As with python virtual environments, special handling is required for conda as further described below.
Conda Configuration
Using conda is likely to run immediately into problems which can be solved using the configuration below.
By default, conda will store your environments and downloaded packages in your home directory under ~/.conda - this will quickly cause your home directory to run out of space. So conda needs to be configured to store your files in your group folder.
As with python virtual environments (described above), there may also be issues with CPU compatibility.
The configuration described below is intended to address both of the above problems.
- Login to cluster1 and create a dedicated conda folder in your group home folder with subdirectories for packages and environments.
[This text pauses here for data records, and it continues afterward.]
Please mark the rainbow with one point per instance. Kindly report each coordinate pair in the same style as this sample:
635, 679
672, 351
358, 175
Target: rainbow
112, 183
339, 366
NB replace group and username with your own group and username
mkdir /well/group/users/username/conda - Create the file ~/.condarc containing the following configuration.
NB1 indented lines are indented two spaces
NB2 Replace group and username with your own group and username
channels:
- conda-forge
- bioconda
pkgs_dirs:
- /well/group/users/username/conda/${MODULE_CPU_TYPE}/pkgs
envs_dirs:
- /well/group/users/username/conda/${MODULE_CPU_TYPE}/envs - Before activating and using a conda environment, you must initialise conda itself. You can do this, either in the shell or in your sbatch scripts as follows (using the Miniforge3/24.1.2-0 module as an example):
module load Miniforge3/24.1.2-0
eval "$(conda shell.bash hook)" - If you wish to use the same environment on nodes with different settings of MODULE_CPU_TYPE, you will need to create identical conda environments using nodes with the relevant MODULE_CPU_TYPE settings, e.g. cluster1 for skylake and epyc001 for epyc. The condarc file above allows you to re-use the same environment name. The basic workflow would be:
Starting on cluster1:
module load Miniforge3/24.1.2-0
eval "$(conda shell.bash hook)"
conda create -n myproject python=3
conda install....
Then repeat the above in an interactive srun session on epyc001. - When submitting jobs scripts that rely on conda, remember to load and activate conda within your script so that MODULE_CPU_TYPE is evaluated in the context of the execution node rather than the job submission node, using:
module load Miniforge3/24.1.2-0
eval "$(conda shell.bash hook)"
conda activate..
python ... - If you have an example similar to the venv config above where MODULE_CPU_TYPE is insufficiently specific and you want to use BMRC_GCC_ARCH_NATIVE instead, then just replace the one with the other in the instructions above, though you may have to create environments for all relevant values of BMRC_GCC_ARCH_NATIVE. You could possibly use soft links in the /well/group/users/username/conda/ folder to map some values of MODULE_CPU_TYPE and/or BMRC_GCC_ARCH_NATIVE to a common base dir, to give a similar effect to the venv example, though I expect it would prove easier in the long run just to populate them properly.